Thanks to everyone for all their information. I believe I'll lean towards not trying anything to it other than wanting to preserve it from further damage. I believe one of you mentioned a product to put on that does not take off patina or finish so I may try that. The age mentioned makes sense as this was probably purchased by my great uncles father around the mid 1800's to use on the farm. I would wager that the brass flask came with it as they are reportedly around that age (from what I can research online) and the horn flask was picked up separately. I am still interested in having the lock mechanism professionally restored if anyone can point me in the direction of folks who do that. I live in South East Florida right now but travel to Western North Carolina often. Thanks again so much

Steve
 
A flask very similar, perhaps the same as yours is shown as # 365 on page 291 in Riling's "THE POWDER FLASK BOOK".

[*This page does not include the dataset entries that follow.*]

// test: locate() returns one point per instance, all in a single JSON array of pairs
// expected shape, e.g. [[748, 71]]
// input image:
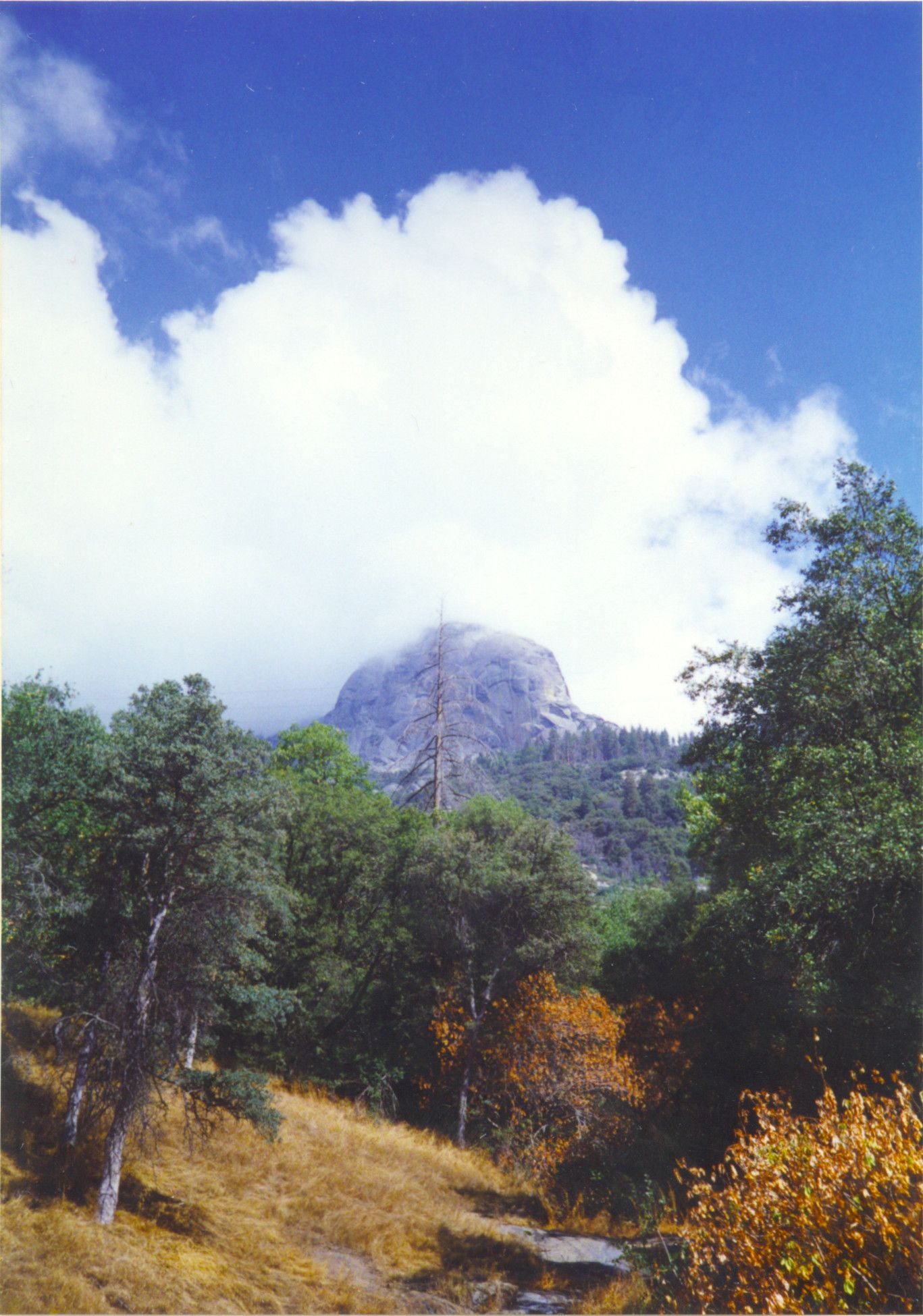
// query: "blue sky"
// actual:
[[759, 162]]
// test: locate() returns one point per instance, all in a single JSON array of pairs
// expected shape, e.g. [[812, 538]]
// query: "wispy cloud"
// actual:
[[776, 373], [51, 102], [207, 231]]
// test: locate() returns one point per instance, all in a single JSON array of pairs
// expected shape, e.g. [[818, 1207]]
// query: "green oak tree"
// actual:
[[808, 816]]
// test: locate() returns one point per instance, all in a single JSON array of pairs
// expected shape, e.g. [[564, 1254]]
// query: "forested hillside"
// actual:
[[615, 791], [205, 923]]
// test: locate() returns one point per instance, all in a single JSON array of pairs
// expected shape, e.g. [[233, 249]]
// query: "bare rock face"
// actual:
[[503, 692]]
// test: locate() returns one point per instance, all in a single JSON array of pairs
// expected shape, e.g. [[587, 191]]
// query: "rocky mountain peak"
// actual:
[[503, 690]]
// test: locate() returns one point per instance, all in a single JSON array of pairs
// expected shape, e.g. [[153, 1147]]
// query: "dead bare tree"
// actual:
[[436, 767]]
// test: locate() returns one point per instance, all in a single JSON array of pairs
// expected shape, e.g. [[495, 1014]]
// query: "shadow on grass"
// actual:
[[475, 1259], [486, 1202]]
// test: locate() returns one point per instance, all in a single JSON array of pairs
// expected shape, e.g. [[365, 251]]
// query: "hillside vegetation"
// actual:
[[213, 925], [342, 1213]]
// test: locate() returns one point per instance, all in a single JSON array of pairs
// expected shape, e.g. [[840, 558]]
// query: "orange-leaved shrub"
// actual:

Riling is noted as being "the" authority on powder flasks and his book shows thousands of them.

He classified your flask as a "SHELL AND BUSH" flask. Unfortunately he doesn't give any specific information about that particular one.

These SHELL AND BUSH flasks were made both in the U.S.A. and abroad.

Often, the maker will have marked his companies name on the neck or filler. It might be interesting to see if it says something like Hawksley (British) or American Flask & Cap Co on it.
 
Shatfield,
I went to the site you noted and have to say that if his prices were indicative of the market, I would have a very extensive collection for sale. To use that site for identification is one thing but "I" feel his evaluations are quite high on most of what he is showing. There is always going to be an exception.
Mark
 
Mornin Papa. Thanks for the info. When I started looking at the items given to me and knowing they came from the family farm in Ohio I didn't think I would hit the jackpot and make it on Antiques Road Show (LOL) cause they were just working class farmers anyway. That site was interesting but I knew it was sort of a retail setting. It does seem like the zinc or whatever it is flask is a relatively common one. Couldn't find a makers mark anywhere on it and I'm not gonna do any cleaning on it. It's a lot of fun investigating this stuff though.